Scandals are also playing a role in the waning days of the campaign. Macron has been attempting to justify the increased use of global “big consulting” firms by the French government under his leadership, to the tune of hundreds of millions of euros of taxpayer funds, according to a French senate report. These facilitators of globalism advised the French government on Covid vaccines while also representing big tech and big pharma vaccine makers, for example. It’s not difficult to imagine how such conflicts of interest can result in government-imposed mandates that favor special interests over science to the detriment of democracy and basic freedoms. 

But Le Pen is also facing an inconvenient disclosure ahead of the final round. The European Union’s fraud agency has just accused her of misusing public funds during her time as a Member of the European Parliament. The move is the culmination of an investigation that has been dragging on for years, which has raised suspicions about political motivations over the timing of the announcement.

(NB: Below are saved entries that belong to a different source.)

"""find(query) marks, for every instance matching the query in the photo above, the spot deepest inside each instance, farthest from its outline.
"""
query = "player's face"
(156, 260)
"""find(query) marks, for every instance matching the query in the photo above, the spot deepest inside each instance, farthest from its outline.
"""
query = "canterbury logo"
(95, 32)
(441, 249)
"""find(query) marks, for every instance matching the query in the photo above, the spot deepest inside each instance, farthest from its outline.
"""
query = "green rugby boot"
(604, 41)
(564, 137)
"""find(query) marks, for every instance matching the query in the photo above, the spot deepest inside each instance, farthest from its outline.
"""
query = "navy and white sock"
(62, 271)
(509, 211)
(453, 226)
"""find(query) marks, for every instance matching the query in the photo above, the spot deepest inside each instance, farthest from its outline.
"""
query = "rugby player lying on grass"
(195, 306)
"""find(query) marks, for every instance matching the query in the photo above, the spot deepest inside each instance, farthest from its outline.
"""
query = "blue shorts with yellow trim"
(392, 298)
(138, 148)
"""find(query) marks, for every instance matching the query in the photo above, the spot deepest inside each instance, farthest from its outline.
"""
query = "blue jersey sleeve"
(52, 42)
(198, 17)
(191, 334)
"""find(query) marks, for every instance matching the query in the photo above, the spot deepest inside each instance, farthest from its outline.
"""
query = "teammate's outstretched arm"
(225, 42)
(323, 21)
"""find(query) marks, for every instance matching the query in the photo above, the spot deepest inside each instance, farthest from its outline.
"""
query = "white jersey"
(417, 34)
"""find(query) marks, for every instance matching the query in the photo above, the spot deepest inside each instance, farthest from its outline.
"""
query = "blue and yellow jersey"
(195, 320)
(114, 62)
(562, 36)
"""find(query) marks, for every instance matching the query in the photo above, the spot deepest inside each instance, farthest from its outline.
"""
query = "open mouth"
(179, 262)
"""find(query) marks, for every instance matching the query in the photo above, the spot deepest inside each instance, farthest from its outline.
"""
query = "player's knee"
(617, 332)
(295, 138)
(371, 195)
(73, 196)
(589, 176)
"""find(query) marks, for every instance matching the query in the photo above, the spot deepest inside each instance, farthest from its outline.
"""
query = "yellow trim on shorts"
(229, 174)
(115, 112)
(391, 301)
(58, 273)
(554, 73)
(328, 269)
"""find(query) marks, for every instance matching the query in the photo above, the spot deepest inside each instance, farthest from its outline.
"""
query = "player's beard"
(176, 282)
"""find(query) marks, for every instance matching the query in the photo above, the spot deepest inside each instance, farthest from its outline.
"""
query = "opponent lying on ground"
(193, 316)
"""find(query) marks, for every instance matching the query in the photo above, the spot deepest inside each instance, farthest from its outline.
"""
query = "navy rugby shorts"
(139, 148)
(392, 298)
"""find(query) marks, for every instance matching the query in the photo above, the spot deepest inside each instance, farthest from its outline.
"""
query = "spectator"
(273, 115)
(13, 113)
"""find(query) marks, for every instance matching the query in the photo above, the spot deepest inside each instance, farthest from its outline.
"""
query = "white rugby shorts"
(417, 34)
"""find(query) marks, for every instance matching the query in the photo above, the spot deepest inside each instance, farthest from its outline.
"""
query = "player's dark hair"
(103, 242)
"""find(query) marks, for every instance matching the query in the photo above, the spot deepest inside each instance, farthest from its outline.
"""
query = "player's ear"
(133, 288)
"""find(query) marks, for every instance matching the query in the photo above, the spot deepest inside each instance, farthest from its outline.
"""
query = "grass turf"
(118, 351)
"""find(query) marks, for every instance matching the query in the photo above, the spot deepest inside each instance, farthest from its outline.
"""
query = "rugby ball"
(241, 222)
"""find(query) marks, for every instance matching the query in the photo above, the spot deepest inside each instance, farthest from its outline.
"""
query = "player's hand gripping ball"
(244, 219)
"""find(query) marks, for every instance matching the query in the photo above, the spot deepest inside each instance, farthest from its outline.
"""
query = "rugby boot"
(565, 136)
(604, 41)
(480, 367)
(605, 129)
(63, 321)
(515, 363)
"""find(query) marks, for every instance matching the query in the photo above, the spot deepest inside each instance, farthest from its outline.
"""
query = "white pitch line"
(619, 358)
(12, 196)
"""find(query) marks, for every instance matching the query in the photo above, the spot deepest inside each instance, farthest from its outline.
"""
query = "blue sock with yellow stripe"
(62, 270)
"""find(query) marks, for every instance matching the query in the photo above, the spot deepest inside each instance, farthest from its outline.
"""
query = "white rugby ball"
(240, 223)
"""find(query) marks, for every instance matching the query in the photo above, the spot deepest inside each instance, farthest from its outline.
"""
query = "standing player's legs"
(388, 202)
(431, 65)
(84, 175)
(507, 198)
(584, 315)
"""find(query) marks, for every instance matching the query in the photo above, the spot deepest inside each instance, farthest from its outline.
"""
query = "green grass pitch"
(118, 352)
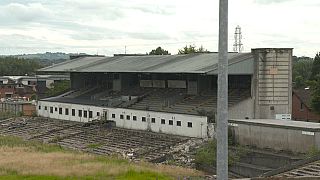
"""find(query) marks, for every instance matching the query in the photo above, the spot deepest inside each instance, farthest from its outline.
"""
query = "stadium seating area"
(95, 138)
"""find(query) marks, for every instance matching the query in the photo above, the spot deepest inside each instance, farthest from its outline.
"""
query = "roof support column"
(222, 113)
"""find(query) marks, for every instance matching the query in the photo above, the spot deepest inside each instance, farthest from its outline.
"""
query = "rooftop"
(201, 63)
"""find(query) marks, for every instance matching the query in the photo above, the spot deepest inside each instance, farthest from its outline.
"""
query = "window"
(170, 122)
(301, 106)
(90, 114)
(143, 119)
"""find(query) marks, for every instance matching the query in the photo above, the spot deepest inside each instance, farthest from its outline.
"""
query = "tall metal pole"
(222, 114)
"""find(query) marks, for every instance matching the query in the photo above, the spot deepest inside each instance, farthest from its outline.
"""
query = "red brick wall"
(29, 109)
(302, 114)
(4, 89)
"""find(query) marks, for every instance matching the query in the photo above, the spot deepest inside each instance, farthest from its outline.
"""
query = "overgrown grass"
(12, 141)
(206, 155)
(94, 145)
(20, 159)
(6, 115)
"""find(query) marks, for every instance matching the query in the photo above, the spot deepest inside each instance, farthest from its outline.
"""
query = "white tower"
(238, 46)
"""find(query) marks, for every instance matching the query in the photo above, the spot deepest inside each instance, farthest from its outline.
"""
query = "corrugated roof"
(190, 63)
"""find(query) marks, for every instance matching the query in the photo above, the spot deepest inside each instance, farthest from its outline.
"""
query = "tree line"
(306, 74)
(11, 66)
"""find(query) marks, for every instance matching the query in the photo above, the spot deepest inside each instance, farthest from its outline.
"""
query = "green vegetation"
(206, 155)
(21, 159)
(6, 114)
(94, 145)
(315, 94)
(11, 66)
(159, 51)
(192, 49)
(301, 71)
(306, 73)
(315, 84)
(12, 141)
(58, 87)
(313, 152)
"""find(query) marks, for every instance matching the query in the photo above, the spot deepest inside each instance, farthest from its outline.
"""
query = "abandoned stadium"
(172, 94)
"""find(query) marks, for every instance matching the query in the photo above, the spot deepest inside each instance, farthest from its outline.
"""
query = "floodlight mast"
(222, 111)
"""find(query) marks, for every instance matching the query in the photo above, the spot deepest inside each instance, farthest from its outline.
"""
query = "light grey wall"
(276, 138)
(242, 109)
(198, 129)
(272, 82)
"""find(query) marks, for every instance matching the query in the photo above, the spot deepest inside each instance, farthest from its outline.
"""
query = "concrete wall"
(198, 129)
(272, 82)
(192, 87)
(294, 139)
(242, 110)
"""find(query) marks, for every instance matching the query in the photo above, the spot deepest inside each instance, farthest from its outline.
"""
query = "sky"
(117, 26)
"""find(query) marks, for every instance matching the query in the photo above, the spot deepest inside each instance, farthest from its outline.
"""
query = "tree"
(315, 94)
(301, 72)
(159, 51)
(316, 67)
(315, 84)
(192, 49)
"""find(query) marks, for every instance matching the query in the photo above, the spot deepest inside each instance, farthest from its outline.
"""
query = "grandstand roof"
(202, 63)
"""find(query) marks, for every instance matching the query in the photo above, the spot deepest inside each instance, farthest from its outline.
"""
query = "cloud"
(24, 13)
(271, 1)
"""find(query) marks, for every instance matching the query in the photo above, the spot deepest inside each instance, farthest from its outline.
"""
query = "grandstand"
(174, 94)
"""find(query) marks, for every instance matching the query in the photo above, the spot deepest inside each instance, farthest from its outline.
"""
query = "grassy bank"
(21, 159)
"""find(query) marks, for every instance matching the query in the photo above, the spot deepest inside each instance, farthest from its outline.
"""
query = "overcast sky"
(107, 26)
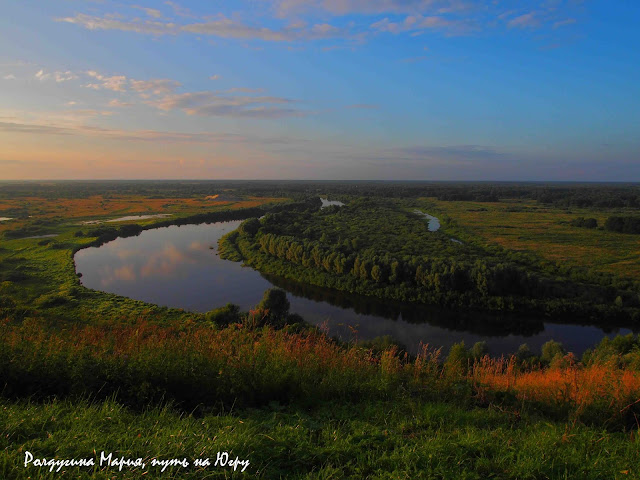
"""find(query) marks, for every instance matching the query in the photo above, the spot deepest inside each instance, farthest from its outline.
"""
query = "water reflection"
(178, 266)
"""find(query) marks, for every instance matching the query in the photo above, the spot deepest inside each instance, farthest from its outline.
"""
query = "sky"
(544, 90)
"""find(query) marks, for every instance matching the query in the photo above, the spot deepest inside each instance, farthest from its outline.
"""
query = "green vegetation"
(83, 371)
(383, 248)
(623, 224)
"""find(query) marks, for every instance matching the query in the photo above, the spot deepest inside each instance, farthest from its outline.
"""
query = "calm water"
(178, 266)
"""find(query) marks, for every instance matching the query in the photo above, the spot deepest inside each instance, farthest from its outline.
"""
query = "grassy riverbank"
(83, 371)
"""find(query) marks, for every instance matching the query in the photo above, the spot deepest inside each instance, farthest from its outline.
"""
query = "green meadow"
(84, 372)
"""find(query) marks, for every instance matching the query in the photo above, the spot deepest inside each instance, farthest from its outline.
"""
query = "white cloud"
(152, 12)
(208, 103)
(528, 20)
(117, 103)
(115, 83)
(156, 86)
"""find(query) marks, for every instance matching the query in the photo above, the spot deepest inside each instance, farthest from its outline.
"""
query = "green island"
(84, 371)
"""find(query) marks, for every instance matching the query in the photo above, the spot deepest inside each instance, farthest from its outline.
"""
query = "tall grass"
(204, 368)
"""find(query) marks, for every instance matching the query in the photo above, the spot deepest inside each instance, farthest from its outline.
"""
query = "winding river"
(178, 266)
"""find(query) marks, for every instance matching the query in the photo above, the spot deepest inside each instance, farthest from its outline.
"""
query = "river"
(178, 266)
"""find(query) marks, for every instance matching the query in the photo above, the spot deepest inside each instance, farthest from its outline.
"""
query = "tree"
(276, 304)
(550, 350)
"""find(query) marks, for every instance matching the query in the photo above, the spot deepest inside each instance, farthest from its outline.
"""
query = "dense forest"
(384, 248)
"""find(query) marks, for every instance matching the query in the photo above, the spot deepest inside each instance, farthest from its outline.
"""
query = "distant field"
(546, 231)
(98, 206)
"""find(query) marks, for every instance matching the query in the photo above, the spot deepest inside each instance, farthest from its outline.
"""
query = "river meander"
(178, 266)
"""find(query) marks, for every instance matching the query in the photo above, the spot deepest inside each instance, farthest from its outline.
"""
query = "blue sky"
(321, 89)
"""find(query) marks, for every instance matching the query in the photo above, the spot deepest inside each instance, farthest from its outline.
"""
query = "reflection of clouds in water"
(197, 246)
(127, 254)
(164, 262)
(109, 274)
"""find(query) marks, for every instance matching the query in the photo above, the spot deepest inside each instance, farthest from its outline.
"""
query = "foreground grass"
(336, 440)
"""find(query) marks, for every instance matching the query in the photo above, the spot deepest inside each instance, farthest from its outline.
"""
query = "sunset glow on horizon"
(543, 90)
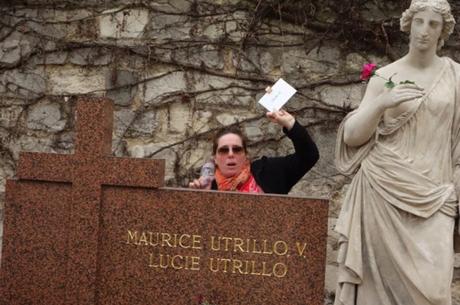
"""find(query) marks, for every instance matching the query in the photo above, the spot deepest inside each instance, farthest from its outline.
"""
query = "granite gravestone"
(92, 229)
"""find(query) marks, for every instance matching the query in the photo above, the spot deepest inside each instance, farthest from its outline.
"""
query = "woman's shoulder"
(392, 68)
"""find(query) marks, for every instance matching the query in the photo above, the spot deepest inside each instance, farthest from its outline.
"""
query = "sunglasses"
(225, 150)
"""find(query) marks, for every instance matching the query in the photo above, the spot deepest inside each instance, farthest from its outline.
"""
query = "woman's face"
(230, 156)
(426, 28)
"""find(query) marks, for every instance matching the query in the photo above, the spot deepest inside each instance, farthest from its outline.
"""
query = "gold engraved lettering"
(151, 242)
(276, 250)
(265, 251)
(195, 264)
(237, 264)
(226, 239)
(196, 242)
(166, 239)
(216, 268)
(181, 242)
(177, 267)
(238, 243)
(213, 245)
(176, 262)
(279, 270)
(132, 236)
(226, 261)
(143, 240)
(301, 250)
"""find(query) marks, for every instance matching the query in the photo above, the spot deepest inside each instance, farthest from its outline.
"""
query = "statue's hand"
(400, 94)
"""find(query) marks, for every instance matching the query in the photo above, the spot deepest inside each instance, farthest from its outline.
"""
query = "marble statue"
(396, 225)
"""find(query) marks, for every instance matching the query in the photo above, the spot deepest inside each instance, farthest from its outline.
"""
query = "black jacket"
(277, 175)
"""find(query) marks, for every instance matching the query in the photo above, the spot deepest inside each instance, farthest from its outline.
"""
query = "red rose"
(368, 71)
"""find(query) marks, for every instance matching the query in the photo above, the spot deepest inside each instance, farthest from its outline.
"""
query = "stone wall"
(178, 70)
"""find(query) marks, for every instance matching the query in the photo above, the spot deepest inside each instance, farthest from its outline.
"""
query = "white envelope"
(280, 94)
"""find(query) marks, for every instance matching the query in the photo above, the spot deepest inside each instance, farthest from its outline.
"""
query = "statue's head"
(441, 7)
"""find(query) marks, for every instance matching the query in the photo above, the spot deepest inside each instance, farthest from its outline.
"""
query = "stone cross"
(89, 229)
(87, 170)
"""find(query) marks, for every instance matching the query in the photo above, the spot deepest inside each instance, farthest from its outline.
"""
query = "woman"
(397, 219)
(234, 171)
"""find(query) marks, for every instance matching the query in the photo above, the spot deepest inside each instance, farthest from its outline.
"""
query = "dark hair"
(222, 132)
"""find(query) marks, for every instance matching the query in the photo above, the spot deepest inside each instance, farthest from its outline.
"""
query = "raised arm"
(361, 126)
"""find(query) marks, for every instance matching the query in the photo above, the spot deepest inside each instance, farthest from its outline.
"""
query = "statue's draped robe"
(397, 220)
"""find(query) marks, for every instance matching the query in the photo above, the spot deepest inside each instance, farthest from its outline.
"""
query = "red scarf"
(243, 182)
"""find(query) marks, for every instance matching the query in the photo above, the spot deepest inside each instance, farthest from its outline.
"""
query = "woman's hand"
(282, 118)
(201, 183)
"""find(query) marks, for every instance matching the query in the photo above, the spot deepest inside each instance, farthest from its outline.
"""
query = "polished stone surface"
(92, 229)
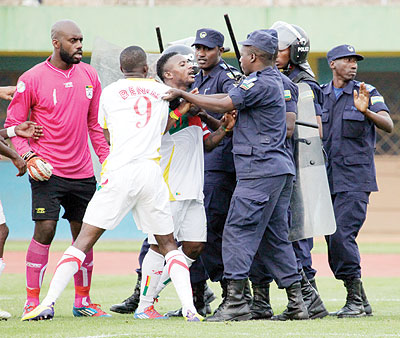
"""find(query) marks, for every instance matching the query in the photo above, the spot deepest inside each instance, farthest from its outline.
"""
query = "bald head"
(64, 27)
(132, 58)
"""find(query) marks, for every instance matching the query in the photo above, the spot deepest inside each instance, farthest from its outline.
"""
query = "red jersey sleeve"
(97, 138)
(18, 110)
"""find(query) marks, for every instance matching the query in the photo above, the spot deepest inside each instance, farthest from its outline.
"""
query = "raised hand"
(361, 99)
(29, 129)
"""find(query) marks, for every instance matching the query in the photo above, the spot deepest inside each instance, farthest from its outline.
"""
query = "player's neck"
(135, 75)
(57, 62)
(339, 83)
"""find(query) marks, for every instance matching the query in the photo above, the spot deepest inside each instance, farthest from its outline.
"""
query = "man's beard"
(68, 59)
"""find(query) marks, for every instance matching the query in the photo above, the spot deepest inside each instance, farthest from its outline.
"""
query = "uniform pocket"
(247, 207)
(353, 123)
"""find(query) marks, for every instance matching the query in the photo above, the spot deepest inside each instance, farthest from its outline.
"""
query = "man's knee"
(192, 249)
(45, 231)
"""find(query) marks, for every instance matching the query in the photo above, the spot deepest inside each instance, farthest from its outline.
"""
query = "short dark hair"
(161, 64)
(132, 57)
(265, 57)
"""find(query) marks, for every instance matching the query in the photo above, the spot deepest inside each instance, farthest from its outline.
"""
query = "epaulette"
(369, 87)
(248, 83)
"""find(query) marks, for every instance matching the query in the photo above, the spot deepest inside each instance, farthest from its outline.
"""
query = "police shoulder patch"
(246, 85)
(288, 95)
(376, 99)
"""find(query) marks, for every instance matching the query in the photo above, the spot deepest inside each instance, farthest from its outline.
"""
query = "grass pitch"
(383, 293)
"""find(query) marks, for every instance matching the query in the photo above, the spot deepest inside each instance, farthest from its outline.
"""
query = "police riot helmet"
(294, 37)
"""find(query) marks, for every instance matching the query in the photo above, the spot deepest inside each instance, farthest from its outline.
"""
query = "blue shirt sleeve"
(376, 102)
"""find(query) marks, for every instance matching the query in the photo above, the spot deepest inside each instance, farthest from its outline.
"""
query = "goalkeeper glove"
(38, 168)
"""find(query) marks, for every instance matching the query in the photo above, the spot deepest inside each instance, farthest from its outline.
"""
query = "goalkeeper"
(26, 129)
(61, 94)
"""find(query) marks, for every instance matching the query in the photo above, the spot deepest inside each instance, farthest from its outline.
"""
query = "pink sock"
(83, 280)
(37, 258)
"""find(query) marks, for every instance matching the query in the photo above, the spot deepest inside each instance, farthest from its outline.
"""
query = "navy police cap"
(342, 51)
(264, 39)
(209, 38)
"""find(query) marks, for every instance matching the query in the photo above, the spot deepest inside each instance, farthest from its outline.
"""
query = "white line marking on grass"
(343, 334)
(107, 335)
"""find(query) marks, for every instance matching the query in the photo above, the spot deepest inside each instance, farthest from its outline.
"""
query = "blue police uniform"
(349, 140)
(219, 171)
(257, 218)
(259, 273)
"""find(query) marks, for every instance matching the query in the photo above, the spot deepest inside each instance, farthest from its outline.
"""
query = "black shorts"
(73, 194)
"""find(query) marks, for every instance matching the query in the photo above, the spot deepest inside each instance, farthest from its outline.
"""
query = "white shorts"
(190, 223)
(2, 216)
(137, 187)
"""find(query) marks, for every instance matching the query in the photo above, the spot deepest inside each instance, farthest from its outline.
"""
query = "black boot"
(224, 288)
(313, 284)
(296, 309)
(130, 304)
(367, 306)
(209, 297)
(198, 298)
(234, 307)
(248, 297)
(312, 300)
(354, 304)
(260, 307)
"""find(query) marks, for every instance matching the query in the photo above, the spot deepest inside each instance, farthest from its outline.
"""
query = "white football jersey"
(135, 114)
(182, 158)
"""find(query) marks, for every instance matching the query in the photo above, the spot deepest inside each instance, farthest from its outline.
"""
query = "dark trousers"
(218, 190)
(257, 223)
(350, 212)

Le Pen is known for her pushback against supranational top-down EU governance – in contrast to Macron’s cooperation with it – and has been consistently outspoken about the need for France to regain more independence and sovereignty. Her far-left opponent, Jean-Luc Mélenchon of the France Unbowed party, has a similar position to Le Pen’s on the EU. And if all of his first-round voters backed Le Pen in a grand anti-establishment coalition to defeat Macron, it would cause a political earthquake. Both candidates have insisted on lesser blind cooperation with the EU to the detriment of French citizens, while Macron has spent the past five years behaving like its greatest cheerleader, all while refusing to protect the interests of its citizens from the impact of American military and economic ambitions.

Both Mélenchon and Le Pen also converge on the need for less obedience to Washington. Mélenchon favors a socialist safety net while Le Pen has gradually been moving towards more laissez-faire policies that achieve similar results with less government interference. For instance, while Macron favors government-issued “cheques” to offset increased energy and food prices, Le Pen has vowed to reduce sales tax on such items in order to leave more money in consumers’ pockets. 

Yet, despite the similarities in their objectives, Mélenchon has called on his backers not to give Le Pen a single vote in the second round. His longstanding view is that Le Pen – who is against Macron’s Covid mandates and has come out against Macron’s position of arming neo-Nazis in Ukraine – must be opposed at all costs. As a result, 30% of the votes from Mélenchon’s close third-place finish to Le Pen’s second-round qualification (22% vs 23%) are projected to go to Macron, according to a new BVA poll, compared to just 18% to Le Pen. An estimated 52% of Mélenchon voters either plan to abstain or cast a blank ballot in the final round.

And it’s precisely this abstention, blank, or undeclared vote where this election could play out. According to the Financial Times’ weighted average of all polls available to date, just 7% separates Macron from Le Pen heading into Sunday’s vote. So, it looks like the result may ultimately come down to voter motivation. Will French people over the age of 65 who view Macron’s conventional approach be more motivated to go vote in order to maintain the status quo at any cost, despite disappointment with the general direction of the country? Or will younger, working-class voters mobilize to seize the right to try something new with the only chance they’ll have to do so for the next five years?